Wednesday, December 2, 2015

(Recent) comics review: Ghostbusters: Get Real #1-4 (complete mini-series, IDW, June-September 2015)

Although IDW's Ghostbusters comics of the past few years have overall been quite good, at times I couldn't help but wonder, "Well, if they're going to be drawn in a cartoony way... in fact, if they're going to be drawn, period, why not just do The Real Ghostbusters?" While that may not appeal to some fans, who would prefer the movie GBs -- which is what IDW has been doing, kind of -- by and large, my nostalgia for the franchise lies in growing up on DiC's animated series. I have no shame in sharing that when reading the IDW comics, the voices I hear in my head aren't those of Murray, Ackroyd, Ramis, and Hudson, but of Coulier, Welker, LaMarche, and Hall.

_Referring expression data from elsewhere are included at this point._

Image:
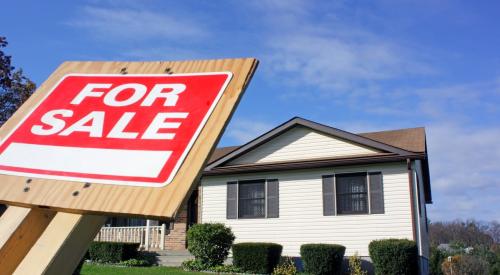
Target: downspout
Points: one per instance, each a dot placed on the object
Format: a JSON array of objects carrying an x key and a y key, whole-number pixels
[{"x": 412, "y": 198}]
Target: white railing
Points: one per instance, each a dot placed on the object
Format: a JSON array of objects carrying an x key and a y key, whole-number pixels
[{"x": 149, "y": 237}]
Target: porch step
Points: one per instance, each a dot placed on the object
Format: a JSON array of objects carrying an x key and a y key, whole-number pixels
[{"x": 172, "y": 258}]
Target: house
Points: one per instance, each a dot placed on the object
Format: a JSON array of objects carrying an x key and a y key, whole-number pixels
[{"x": 305, "y": 182}]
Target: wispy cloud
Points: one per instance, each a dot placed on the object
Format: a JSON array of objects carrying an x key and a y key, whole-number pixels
[
  {"x": 332, "y": 54},
  {"x": 464, "y": 171},
  {"x": 244, "y": 130}
]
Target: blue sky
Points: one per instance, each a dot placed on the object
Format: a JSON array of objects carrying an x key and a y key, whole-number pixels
[{"x": 355, "y": 65}]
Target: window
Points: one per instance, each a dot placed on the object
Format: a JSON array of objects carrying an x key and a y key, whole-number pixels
[
  {"x": 352, "y": 193},
  {"x": 252, "y": 199}
]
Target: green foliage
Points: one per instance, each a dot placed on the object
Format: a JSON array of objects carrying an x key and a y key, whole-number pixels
[
  {"x": 112, "y": 252},
  {"x": 210, "y": 243},
  {"x": 193, "y": 265},
  {"x": 257, "y": 257},
  {"x": 225, "y": 269},
  {"x": 355, "y": 265},
  {"x": 464, "y": 265},
  {"x": 285, "y": 267},
  {"x": 322, "y": 259},
  {"x": 15, "y": 88},
  {"x": 134, "y": 262},
  {"x": 460, "y": 233},
  {"x": 394, "y": 256}
]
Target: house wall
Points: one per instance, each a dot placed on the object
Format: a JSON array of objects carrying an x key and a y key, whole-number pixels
[
  {"x": 301, "y": 217},
  {"x": 302, "y": 143}
]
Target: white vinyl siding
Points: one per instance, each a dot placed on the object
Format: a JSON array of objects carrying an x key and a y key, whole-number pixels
[
  {"x": 301, "y": 217},
  {"x": 302, "y": 143}
]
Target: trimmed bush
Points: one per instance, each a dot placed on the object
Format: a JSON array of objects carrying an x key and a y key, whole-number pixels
[
  {"x": 322, "y": 259},
  {"x": 112, "y": 252},
  {"x": 394, "y": 256},
  {"x": 259, "y": 258},
  {"x": 210, "y": 243}
]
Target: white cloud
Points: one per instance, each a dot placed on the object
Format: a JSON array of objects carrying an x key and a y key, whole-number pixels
[
  {"x": 134, "y": 23},
  {"x": 329, "y": 52},
  {"x": 244, "y": 130},
  {"x": 464, "y": 171},
  {"x": 329, "y": 61}
]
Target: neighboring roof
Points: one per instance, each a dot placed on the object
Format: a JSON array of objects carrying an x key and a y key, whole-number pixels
[{"x": 411, "y": 139}]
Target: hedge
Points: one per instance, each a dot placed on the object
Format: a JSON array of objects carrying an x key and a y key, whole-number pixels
[
  {"x": 112, "y": 252},
  {"x": 259, "y": 258},
  {"x": 210, "y": 243},
  {"x": 322, "y": 259},
  {"x": 394, "y": 256}
]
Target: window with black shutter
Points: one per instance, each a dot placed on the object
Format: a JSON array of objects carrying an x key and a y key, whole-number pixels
[
  {"x": 252, "y": 199},
  {"x": 352, "y": 193},
  {"x": 249, "y": 199}
]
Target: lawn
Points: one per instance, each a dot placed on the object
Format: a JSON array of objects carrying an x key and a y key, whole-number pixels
[{"x": 90, "y": 269}]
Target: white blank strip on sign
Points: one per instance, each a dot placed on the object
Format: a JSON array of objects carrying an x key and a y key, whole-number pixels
[{"x": 131, "y": 163}]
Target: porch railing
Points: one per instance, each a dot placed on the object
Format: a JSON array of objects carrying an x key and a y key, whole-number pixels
[{"x": 149, "y": 237}]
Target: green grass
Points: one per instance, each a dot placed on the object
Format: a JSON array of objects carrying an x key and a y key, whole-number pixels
[{"x": 91, "y": 269}]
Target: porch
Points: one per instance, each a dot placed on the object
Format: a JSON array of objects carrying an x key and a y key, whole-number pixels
[
  {"x": 152, "y": 235},
  {"x": 149, "y": 237}
]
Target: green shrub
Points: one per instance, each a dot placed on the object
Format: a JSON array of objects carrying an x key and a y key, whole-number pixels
[
  {"x": 322, "y": 259},
  {"x": 394, "y": 256},
  {"x": 464, "y": 265},
  {"x": 436, "y": 259},
  {"x": 355, "y": 265},
  {"x": 285, "y": 267},
  {"x": 210, "y": 243},
  {"x": 193, "y": 265},
  {"x": 259, "y": 258},
  {"x": 112, "y": 252},
  {"x": 225, "y": 269}
]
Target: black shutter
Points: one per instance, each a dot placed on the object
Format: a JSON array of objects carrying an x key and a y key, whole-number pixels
[
  {"x": 273, "y": 198},
  {"x": 232, "y": 200},
  {"x": 328, "y": 195},
  {"x": 376, "y": 193}
]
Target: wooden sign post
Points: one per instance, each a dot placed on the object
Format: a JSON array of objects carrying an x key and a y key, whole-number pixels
[{"x": 107, "y": 138}]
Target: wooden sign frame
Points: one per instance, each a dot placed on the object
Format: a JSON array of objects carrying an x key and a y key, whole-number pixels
[{"x": 151, "y": 202}]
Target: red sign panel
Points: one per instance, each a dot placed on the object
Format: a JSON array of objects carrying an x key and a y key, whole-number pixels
[{"x": 117, "y": 129}]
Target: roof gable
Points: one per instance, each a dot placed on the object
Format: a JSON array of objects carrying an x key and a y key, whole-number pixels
[{"x": 302, "y": 143}]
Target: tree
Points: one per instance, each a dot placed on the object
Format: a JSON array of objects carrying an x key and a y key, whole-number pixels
[
  {"x": 15, "y": 88},
  {"x": 467, "y": 233}
]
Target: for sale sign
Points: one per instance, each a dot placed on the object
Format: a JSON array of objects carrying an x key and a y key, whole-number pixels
[{"x": 117, "y": 129}]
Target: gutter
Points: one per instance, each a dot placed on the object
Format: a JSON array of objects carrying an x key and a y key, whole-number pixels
[
  {"x": 412, "y": 198},
  {"x": 307, "y": 164}
]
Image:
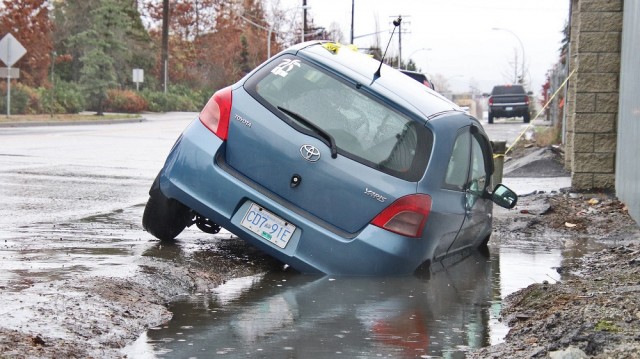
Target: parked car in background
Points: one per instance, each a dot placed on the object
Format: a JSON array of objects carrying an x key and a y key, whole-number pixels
[
  {"x": 420, "y": 77},
  {"x": 330, "y": 166},
  {"x": 509, "y": 101}
]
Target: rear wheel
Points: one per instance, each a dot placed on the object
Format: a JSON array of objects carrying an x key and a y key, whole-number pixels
[{"x": 164, "y": 217}]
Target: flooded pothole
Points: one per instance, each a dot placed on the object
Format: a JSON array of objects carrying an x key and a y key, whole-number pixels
[{"x": 455, "y": 309}]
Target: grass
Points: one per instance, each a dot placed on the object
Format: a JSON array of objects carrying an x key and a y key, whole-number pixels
[{"x": 84, "y": 117}]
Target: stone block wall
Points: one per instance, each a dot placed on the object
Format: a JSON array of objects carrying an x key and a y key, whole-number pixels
[{"x": 592, "y": 106}]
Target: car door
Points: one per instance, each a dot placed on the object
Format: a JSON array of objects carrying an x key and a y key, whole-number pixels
[{"x": 478, "y": 209}]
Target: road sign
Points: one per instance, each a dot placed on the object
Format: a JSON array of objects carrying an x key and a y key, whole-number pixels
[
  {"x": 9, "y": 73},
  {"x": 11, "y": 50},
  {"x": 138, "y": 77}
]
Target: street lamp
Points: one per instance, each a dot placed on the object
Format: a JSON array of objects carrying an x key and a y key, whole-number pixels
[
  {"x": 413, "y": 53},
  {"x": 521, "y": 46}
]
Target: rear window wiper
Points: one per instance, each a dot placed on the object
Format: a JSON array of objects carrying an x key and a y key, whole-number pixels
[{"x": 324, "y": 134}]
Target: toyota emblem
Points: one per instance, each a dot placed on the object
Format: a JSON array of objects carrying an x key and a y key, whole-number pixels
[{"x": 310, "y": 153}]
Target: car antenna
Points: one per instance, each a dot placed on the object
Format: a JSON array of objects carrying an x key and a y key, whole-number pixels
[{"x": 396, "y": 23}]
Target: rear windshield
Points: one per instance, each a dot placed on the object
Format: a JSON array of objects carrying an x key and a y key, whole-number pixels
[
  {"x": 364, "y": 128},
  {"x": 508, "y": 90}
]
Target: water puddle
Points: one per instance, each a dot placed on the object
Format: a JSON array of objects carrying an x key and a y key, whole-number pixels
[{"x": 452, "y": 309}]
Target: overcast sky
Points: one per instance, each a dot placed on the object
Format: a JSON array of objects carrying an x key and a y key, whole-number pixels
[{"x": 463, "y": 47}]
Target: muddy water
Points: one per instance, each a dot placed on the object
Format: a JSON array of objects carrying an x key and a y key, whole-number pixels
[{"x": 446, "y": 312}]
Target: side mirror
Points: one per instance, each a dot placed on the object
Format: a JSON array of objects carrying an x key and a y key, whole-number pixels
[{"x": 504, "y": 197}]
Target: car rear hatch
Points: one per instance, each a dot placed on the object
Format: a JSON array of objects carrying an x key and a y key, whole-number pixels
[{"x": 325, "y": 145}]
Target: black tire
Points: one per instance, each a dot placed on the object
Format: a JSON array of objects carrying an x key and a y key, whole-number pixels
[{"x": 164, "y": 217}]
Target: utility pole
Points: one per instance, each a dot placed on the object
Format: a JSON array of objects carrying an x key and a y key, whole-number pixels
[
  {"x": 165, "y": 43},
  {"x": 304, "y": 19},
  {"x": 352, "y": 14},
  {"x": 400, "y": 43}
]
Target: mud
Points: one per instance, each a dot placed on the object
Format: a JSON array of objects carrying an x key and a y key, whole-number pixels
[{"x": 593, "y": 311}]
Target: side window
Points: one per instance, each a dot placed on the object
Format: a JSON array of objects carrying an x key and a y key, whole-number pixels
[
  {"x": 458, "y": 168},
  {"x": 478, "y": 166}
]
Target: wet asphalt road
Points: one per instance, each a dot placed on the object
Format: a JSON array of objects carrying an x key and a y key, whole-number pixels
[
  {"x": 71, "y": 200},
  {"x": 62, "y": 186}
]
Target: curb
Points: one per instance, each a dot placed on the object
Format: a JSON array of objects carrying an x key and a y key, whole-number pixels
[{"x": 69, "y": 123}]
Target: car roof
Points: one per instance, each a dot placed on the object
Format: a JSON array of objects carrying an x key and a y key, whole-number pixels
[{"x": 391, "y": 83}]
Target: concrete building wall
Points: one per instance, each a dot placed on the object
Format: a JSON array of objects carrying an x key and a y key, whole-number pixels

(The cover used for the first issue's 2nd printing, 
appropriating the splash panel that closes 
the first installment, sans word balloon.)

Though Get Real can be viewed as a novelty project (and possibly the most redundant [non!]-crossover of all time, especially when you consider that the IDW Ghostbusters can never really [no pun intended] be the movie ones!), it sure has been nice to see "The Real" guys again, especially given how Dan Schoening's renderings and Luis Antonio Delgado's coloring makes them look so much like their animated selves of 25-30 years ago... but with the color palette being much richer, honestly. Same goes for the backgrounds, in particular, the animated universe's firehouse.

As well-done as writer Erik Burnham's appropriation of Greek gods Proteus (the main villain) and Ananke (in a smaller, more heraldic role, in Hero's Journey terms) is, they serve in an ancillary capacity, providing a plot vehicle for what everyone's really (cough) reading for: the IDW/psuedo-movie Ghostbusters meeting and interacting with their animated counterparts. Burnham, of course, knows these characters inside and out, and so he nails setting them up as foils for themselves: the Rays sharing in their enthusiasm and sense of wonder, the Egons working together on the scientific and technical matters of their universe-crossing dilemma, the Winstons sharing in their everyman skepticism, and most bitingly, the Peters finding each other to be insufferable jerks.

As someone who even as a child thought that the interior of the animated Containment Unit was some sort of physics-defying vast, dreary realm functioning as some sort of ghost purgatory -- and not simply compounded, locked-down spectral energy -- was a stupid idea, the mini-series' most priceless moment, far and away, is as follows: the animated Peter asking the IDW/movie Egon if he's ever taken any "trips into the containment unit". The reply? An absolutely dry, flat, "It doesn't work that way." Oh, sweet, sweet vindication!

I'm hoping this is prelude/precedent/way-paving for a new, ongoing Real Ghostbusters comic. Please, IDW, make that a realality!